[systemd-devel] [PATCH] core: collapse JOB_RELOAD on an inactive unit into JOB_NOP

Fri Aug 15 12:09:39 PDT 2014

On Fri, 2014-08-15 at 22:22 +0400, Andrei Borzenkov wrote:
> В Fri, 15 Aug 2014 20:25:57 +0300
> Uoti Urpala <uoti.urpala at pp1.inet.fi> пишет:
> > The problem with this is that it's common for things updating
> > configuration to be separate from things using the daemon. If something
> > changes, the configuration update part wants to guarantee that
> > subsequent requests, *if any*, use the new configuration, but does not
> > itself make any such requests; as such, blocking for the service to be
> > up only causes unnecessary delays and sometimes deadlocks. Ensuring that
> > the service is up belongs to different code paths that actually make
> > requests to the daemon.
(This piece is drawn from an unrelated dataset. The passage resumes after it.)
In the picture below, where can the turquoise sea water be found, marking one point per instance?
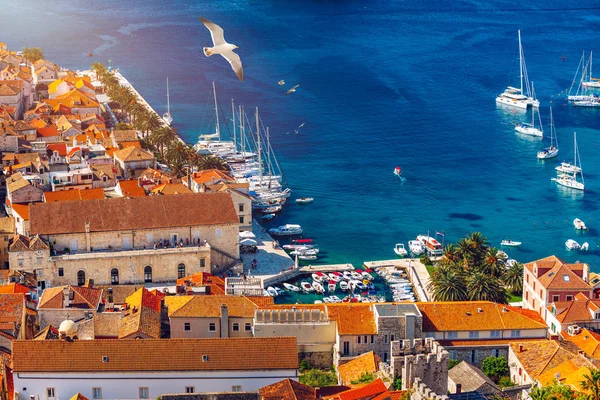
(383, 83)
And they do that whether there's been a reload
> > or not, so they need to handle it regardless of reload behavior anyway.
> > 
> 
> It's not how I interpret "reload" and how "reload" was traditionally
> implemented by initscripts. "reload" means - request daemon to do
> whatever is necessary to start using new configuration. It never
> implied changing this configuration. This happens outside of scope of
> performing "reload" action. You seem to interpret "reload" as request to
> update static on-disk configuration of service. Am I right?

No, I didn't say anything about "systemctl reload" itself modifying
on-disk configuration (if that's really what your "request to update
static on-disk-configuration" meant).

The basic difference in desired semantics seems to be:

me: "reload" should ensure that system has switched to the new
configuration. No other semantics, just that any configuration that is
used after "reload" has returned is the new one.

Lennart: "reload" should ensure the system has switched to the new
configuration, *and* should also wait to ensure that the daemon is up
and is currently responding to requests with the new configuration if
possible.

The latter semantics cause problems for any generic state change code
which writes new configuration for a service, runs "systemctl reload",
and then informs the caller that state was successfully changed.
Changing configuration does not imply that you want the daemon to be
ready to handle requests!

In case this is still not clear, consider this division of code:

1) Event hook which runs in response to some external changes or admin
requests. Writes new configuration for the daemon, and then runs
"systemctl reload foo.service". Does not use --no-block, because it
should be guaranteed that the new configuration is in effect before the
hook returns. Does not itself make any requests to the daemon.

2) Code elsewhere that actually makes requests to the daemon.

Code 1 can run early during the boot before the service itself starts.
If "reload" blocks until the queued start of the daemon is executed,
this causes a deadlock: the hook waits for the daemon to start, but boot
can not progress to the point where the daemon starts because the part
running the hook is blocked in systemctl.

Having reload block until a starting service is really be up does not
have any positive effect: code 2 has to depend on other ways ensure that
the daemon is up before making requests anyway, because it can not
assume that the reload hook has necessarily been triggered at any prior
point (and even if it could make such an assumption, relying on that
would seem like quite a hacky design - there are much better ways to
ensure daemons you require are up).